In January, Segal decided that in light of the impossible situation in the courtroom, when Kamar objects to a question put to a witness, he must state his objection before the witness even starts to respond to the question. The objection will be recorded in the minutes and the reasons for it will be presented in writing in time for the next court session, together with the responses of the other parties involved in the case. Segal said he would rule on the objections only at the end of the proceedings, when declaring the verdict, and threatened that if Kamar ignored this demand, he would be fined.
Kamar filed a complaint with Goldberg about Segal's "numerous insults," both verbal and in his written decisions, as well as what Kamar described as the judge's continued threats and slanderous remarks.

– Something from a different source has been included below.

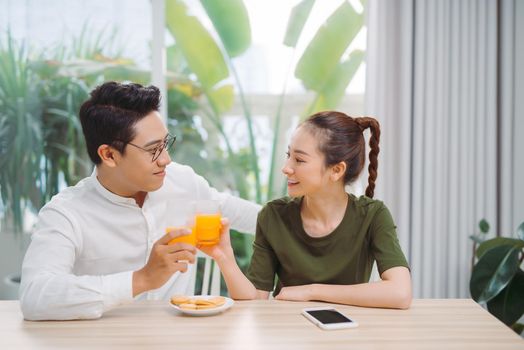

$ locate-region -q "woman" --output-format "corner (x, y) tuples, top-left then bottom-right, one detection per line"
(201, 111), (411, 309)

Kamar also said Segal's comments disrupted his questioning of witnesses, and wrote that Segal "had decided to break me, professionally and personally."
Kamar has not appeared in recent court sessions, although his client is now being cross-examined. Last month Segal fined the attorney NIS 1,000 following an argument over an objection Kamar had made.
"Perhaps attorney Kamar thinks he is an exemplary figure," Segal wrote, explaining his decision regarding the objection, "a flagship in whose wake every true defense attorney should follow, a brave fighter, steeped in the highest values regarding the rights of the accused in criminal procedures ... But I do not think so. When considering his lack of respect for the judge, his deficiencies, his blindnesses and his weaknesses - [it appears] the judicial system is on the edge of an abyss."
With regard to Judge Gal's request to the attorney general, Kamar said his complaints about Segal, "and complaints that have been made for years from one end of the country to the other, speak for themselves, on various levels. I leave the conclusions to commissioner Goldberg."
Kamar added: "It is unfortunate that Gal decided to raise the banner of war against the right of attorneys to speak before having taken the trouble to examine the behavior of the judges themselves. It would be better for the justice system to correct its faults than to harm its critics."